Ce papier a été déplacé dans la liasse Fondement, qui traite en effet du problème du mélange d’obscurité et de lumière qui découle du fait que Dieu veut éclairer les uns et aveugler les autres. Ce texte pose donc un problème d’édition, qui a été résolu de manières différentes (voir notre commentaire sur les Copies C1 et C2).

Le sens de ce passage est indiqué dans la liasse Fondement, dans le fragment Fondement 9 (Laf. 232, Sel. 264) : On n’entend rien aux ouvrages de Dieu si on ne prend pour principe qu’il a voulu aveugler les uns et éclaircir les autres. C’est en effet cette volonté qui fonde la manière dont Dieu se cache aux uns et se révèle aux autres, et par conséquent dont, selon Fondement 12 (Laf. 235, Sel. 267), J.-C. est venu aveugler ceux qui voient clair et donner la vue aux aveugles. Dieu veut abaisser la superbe qui domine en l’homme après le péché originel (Fondement 11 - Laf. 234, Sel. 266). Or, s’il n’y avait point d’obscurité, l’homme ne sentirait point sa corruption ; s’il n’y avait point de lumière, l’homme n’espérerait point de remède. Ainsi il est non seulement juste, mais utile pour nous que Dieu soit caché en partie, et découvert en partie, puisqu’il est également dangereux à l’homme de connaître Dieu sans connaître sa misère, et de connaître sa misère sans connaître Dieu (Preuves par discours III - Laf. 446, Sel. 690). Voir aussi Preuves par les Juifs VI (Laf. 461, Sel. 700) : Le monde subsiste pour exercer miséricorde et jugement, non pas comme si les hommes y étaient sortant des mains de Dieu, mais comme des ennemis de Dieu auxquels il donne, par grâce, assez de lumière pour revenir, s’ils le veulent chercher et le suivre, mais pour les punir, s’ils refusent de le chercher ou de le suivre.

Par conséquent, le principe qui guide la manière dont Dieu se révèle le conduit à tempérer cette révélation, c’est-à-dire à la modérer, en fonction du cœur des hommes.
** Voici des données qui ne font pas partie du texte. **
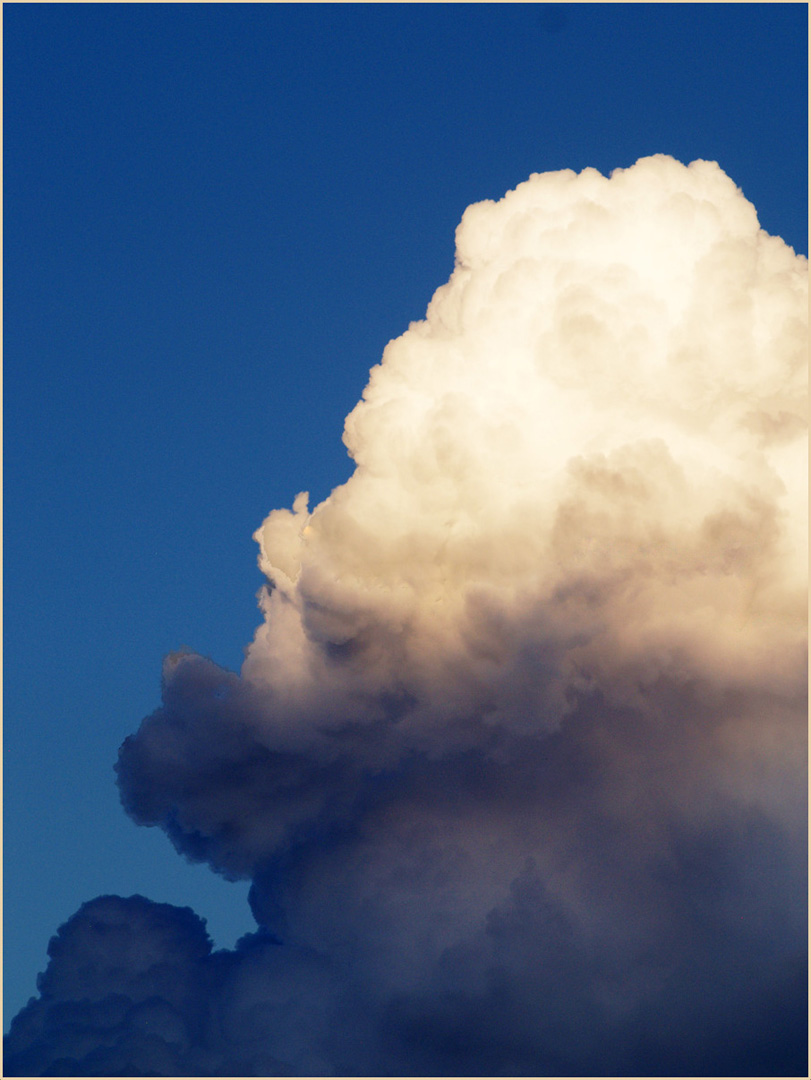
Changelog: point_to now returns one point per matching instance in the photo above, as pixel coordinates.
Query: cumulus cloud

La conséquence de ce principe fondamental sera expliquée dans la liasse suivante, Loi figurative, comme l’indique Fondement 1 (Laf. 223, Sel. 256) : la nécessité de  se révéler aux une en se cachant aux autres est la cause des figures et du fait que J.-C. [...] prophétisé clairement en son premier avènement, mais prophétisé obscurément en la manière de cet avènement. Les figures prophétiques expriment en effet les choses de Dieu d’une manière qui rend le Messie connaissable aux bons et méconnaissables aux méchants (Loi figurative 11 - Laf. 255, Sel. 287) : Dieu pour rendre le Messie connaissable aux bons et méconnaissable aux méchants l’a fait prédire en cette sorte. Si la manière du Messie eût été prédite clairement il n’y eût point eu d’obscurité même pour les méchants. Si le temps eût été prédit obscurément il y eût eu obscurité même pour les bons. Mais la prédiction du messie a été faite de telle sorte que les méchants prenant les biens promis pour matériels s’égarent malgré le temps prédit clairement et les bons ne s’égarent pas. C’est pourquoi Pascal prévoit de mettre au chapitre des Fondements ce qui est en celui des Figuratifs touchant la cause des figures.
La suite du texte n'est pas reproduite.